The impact of dextran sulfate on the radiolytic synthesis of magnetic iron oxide nanoparticles

Abstract

Iron(III) chloride deoxygenated alkaline aqueous colloidal solutions in the presence of 2-propanol and dextran sulfate were γ-irradiated with doses of 36 and 130 kGy. The dose rate was ∼31 kGy h−1. The samples isolated by washing with water mainly consisted of γ-FeOOH (lepidocrocite), δ-FeOOH and schwertmannite. The samples isolated by washing with ethanol contained mainly α-FeOOH (goethite), δ-FeOOH (feroxyhyte) and iron(III) hydroxide sulfate. At lower dose (36 kGy) magnetite (Fe3O4) was formed.

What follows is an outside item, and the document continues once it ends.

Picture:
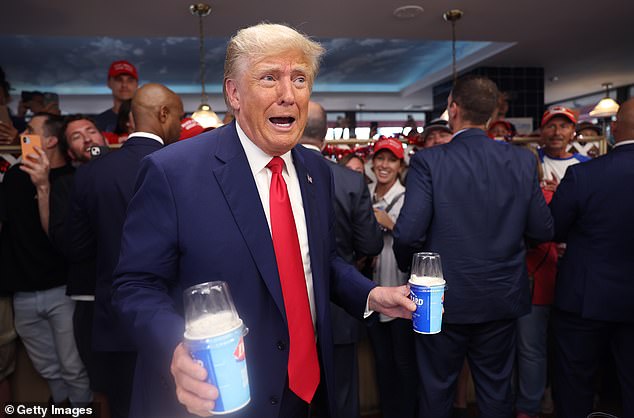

The samples isolated by admixing glycerol consisted of the intermediate phases Fe(OH)2, GR(SO42−) and non-stoichiometric FeS1-x (mineral name mackinawite). The amounts of Fe(II) in glycerol-isolated solid samples were 60.5% and 82.6% as determined by Mössbauer spectroscopy at doses of 36 and 130 kGy, respectively. The amount of Fe2+ in the acidified solutions containing dissolved γ-irradiation products was determined using potassium permanganate titration. The amounts of Fe2+ in acidified solutions were 72.0% and 92.0% at doses of 36 and 130 kGy, respectively. Thus, although the conventionally isolated powders consisted exclusively of Fe(III) products, the high reducing conditions upon γ-irradiation were confirmed by capturing the Fe(II) intermediate phases and by quantitative determinations of ferrous ions in the solid samples and solutions containing dissolved γ-irradiation products.